Virou lugar-comum a referência ao livro de Zuenir Ventura sobre 1968 (“O ano que não acabou”) em análises sobre o que poderá ser 2017. E com fundadas razões, porque, em vários aspectos, o ano começa com um certo perfil carregado de 2016.
Este, cópia de 2015, quando o embuste eleitoral da campanha da petista Dilma Rousseff — já visível para os mais atentos desde 2013 — explodiu à frente de todos na forma de inflação de dois dígitos, desemprego em ascensão veloz, causado por um ciclo recessivo que se aprofundava.
Na verdade, a crise em si não surpreendeu quem acompanhou a crônica da debacle fiscal do país já sinalizada em fins de 2005, quando a nova ministra da Casa Civil, Dilma Rousseff, descartou, por “rudimentar”, proposta dos colegas Antonio Palocci (Fazenda) e Paulo Bernardo (Planejamento) para limitar os gastos à evolução do PIB.
O conceito antecipava a demonizada PEC do teto 11 anos antes de ela ser aprovada pelo Congresso, no governo do vice de Dilma — defenestrada por impeachment devido àquela mesma fé tosca no desequilíbrio das contas públicas como propulsor do crescimento.
Maquiou a contabilidade da União, atropelou, assim, princípios da Lei de Responsabilidade Fiscal, e entrou para a História pela porta dos fundos: simboliza a primeira punição de alta autoridade por fazer pouco-caso da necessidade de zelar pelo Orçamento, algo nunca levado muito a sério no Brasil. Daí a gangorra de euforias e recessões que ponteiam a República.
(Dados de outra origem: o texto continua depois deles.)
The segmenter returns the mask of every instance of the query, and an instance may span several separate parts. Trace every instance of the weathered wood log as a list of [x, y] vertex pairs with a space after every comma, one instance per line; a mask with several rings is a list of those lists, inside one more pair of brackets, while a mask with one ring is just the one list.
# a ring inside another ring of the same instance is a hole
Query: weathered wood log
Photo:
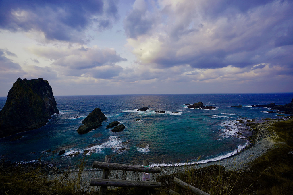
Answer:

Mas, desta vez, o mergulho do PIB, com suas consequências negativas, extravasou os limites históricos. Sequer na Grande Depressão (1929/30) houve algo semelhante: um ano de virtual estagnação (2014) e dois períodos consecutivos de quedas do PIB acima de 3% anuais.
Menos 3,5% em 2016, segundo a última estimativa de analistas do mercado ouvidos semanalmente pelo Banco Central, para produzir o Boletim Focus. O Brasil se aproximará de uma perda de PIB na fronteira dos 10%, algo inédito.
As projeções compiladas em 23 de dezembro pelo BC, para este ano, não desenham uma recessão, tampouco um revigorante crescimento (ver gráficos). As estimativas semanais, porém, já foram melhores que a virtual estagnação de uma expansão irrisória de 0,5%.
Foi quando o otimismo proporcionado pelo impeachment de Dilma Rousseff, em maio, e a consequente saída do lulopetismo do Planalto e da máquina pública, chegou a gerar um ou outro número positivo, principalmente em balcões do varejo.
Nada de maior fôlego, porque a desestabilização fiscal da União e da Federação — mesmo quem consegue equilibrar as contas pode não se livrar de problemas mais à frente — foi obra bem-feita. Por isso, para a recuperação da confiança dos agentes econômicos e consumidores, a fim de que possam fazer as engrenagens do crescimento voltar a funcionar, ficou evidente que era preciso muito mais do que o apeamento do PT.
Neste sentido, a agenda de reformas do governo Temer atende às melhores expectativas: criação do teto para conter o crescimento dos gastos acima da inflação — aprovada, na primeira vitória importante do Planalto sob o comando de Michel Temer — e, como segunda etapa, também crucial, as bases de um novo sistema previdenciário, mais uniforme, centrado na exigência de idade mínima para a habilitação à aposentadoria. Além de outras mudanças também sensatas nas pensões e benefícios sociais.
Há indícios do surgimento de condições para a retomada. Por exemplo, a redução do nível de inadimplência e alguma procura por crédito. Neste pacote de otimismo há, ainda, uma inflação em queda, rumo à meta de 4,5%, e, por isso, o consenso em torno de cortes mais generosos nos juros, fator de impulsão de consumo e investimento, combustíveis para a decolagem do PIB.
Existe, porém, o imponderável da agenda política, em que se encontram a Lava-Jato e o julgamento no TSE do financiamento da campanha da chapa Dilma-Temer. Se 2017 estivesse subordinado apenas ao signo da economia, as incertezas seriam menores.